Çocuk eğitiminde anne-baba, çevre ve öğretmenlerin ortak sorumlulukları vardır. Aile öğretmenle iyi bir diyalog içinde olmalıdır. Öğretmen de mümkün olduğu kadar her veliye ulaşarak onları tanımaya çalışmalıdır. Özellikle problemli çocukların eğitiminde beraber çalışmaya ihtiyaç vardır. Öğrenmenin daha verimli bir hale gelmesi için okulda karşılıklı sevgi ve saygı, okulun havasını etkileyerek, okul öğrenci tarafından sevilen bir mekân haline gelir. Her gün okula severek, koşarak, isteyerek gelir. 

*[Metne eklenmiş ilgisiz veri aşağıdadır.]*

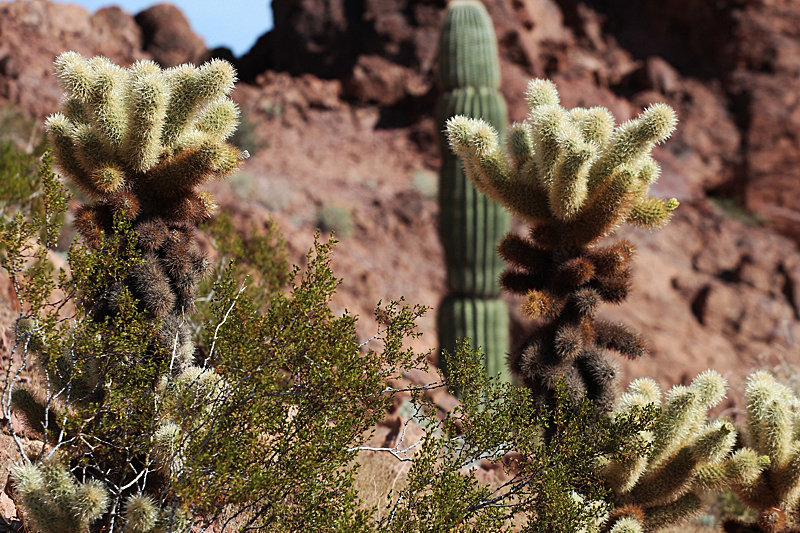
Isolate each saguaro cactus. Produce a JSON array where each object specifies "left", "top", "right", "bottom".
[
  {"left": 436, "top": 0, "right": 510, "bottom": 379},
  {"left": 447, "top": 80, "right": 678, "bottom": 410},
  {"left": 45, "top": 52, "right": 246, "bottom": 371}
]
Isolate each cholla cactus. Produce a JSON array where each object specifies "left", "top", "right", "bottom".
[
  {"left": 602, "top": 371, "right": 769, "bottom": 533},
  {"left": 45, "top": 52, "right": 247, "bottom": 367},
  {"left": 447, "top": 80, "right": 678, "bottom": 410},
  {"left": 124, "top": 494, "right": 191, "bottom": 533},
  {"left": 153, "top": 365, "right": 229, "bottom": 475},
  {"left": 11, "top": 459, "right": 109, "bottom": 533},
  {"left": 725, "top": 372, "right": 800, "bottom": 533}
]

Okul öğrenciye sevdirilmelidir. Fiziki yapısıyla onlara gösterilecek tutum ve davranışların sıcak olması gerekir. Okul yönetimi, öğretmen ve veliler elbirliği içerisinde ellerinden gelen her şeyi yapmak zorundadırlar. Eğer bunlar yapılırsa okul bir sevgi bahçesine dönüşür. Bu bahçeden de en verimli güller, laleler, menekşeler, sümbüller yetişir. Bu çiçeklerin kokusu da tüm dünyaya yayılır. Bu kokuyu hissedenler de huzurlu ve mutlu olur. Bizim de istediğimiz bu değil midir?